With a deep sigh, he'd divulged the tale of Sara's sickness. How the first symptoms had come out of seemingly nowhere while they played in the park. The endless hospital visits that followed, none appearing to provide any improvement nor answers as to what was stripping the life away from his daughter. And then, how all too quickly, the seven-year-old was gone. "Diane and I, our marriage didn't last long after that," he'd concluded with a voice that was choked by emotion.

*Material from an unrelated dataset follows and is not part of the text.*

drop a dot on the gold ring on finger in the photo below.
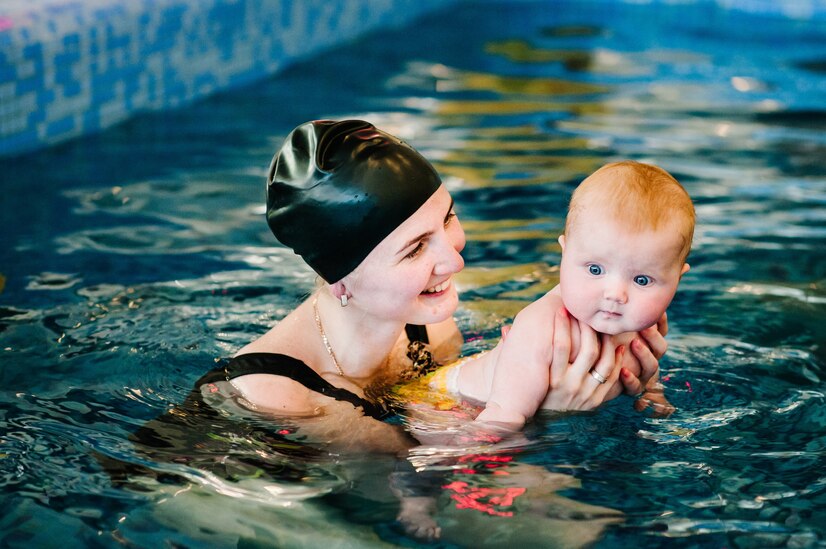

"I'm sorry, Hop," was the only solace Ana could offer. That was often how marriages went after the loss of a child. Grief wasn't easily shared, and the space remaining after such a loss created a distance that no earlier, shared affection could hope to fill. It was just the way things were, and nothing could change that.

"It wasn't your fault, wasn't anyone's fault," he said, draining the glass in front of him before greedily refilling it. It is what it is. It's fine. She was sure he got tired of the condolences and intended sympathies that equated to absolutely nothing.

Well, since she'd made him drudge up the painful past, it seemed only fair that Ana should lay herself bare before him then.

"Before I came here, I dated this guy who lied and cheated," Ana started in on her own story of heartbreak. "Have you ever been with a real crazy person, Hopper? Not someone who you say is crazy after the breakup because you're mad or their mad, but a legitimate sociopath?" The question was obviously rhetorical, and so he stayed silent, studying her.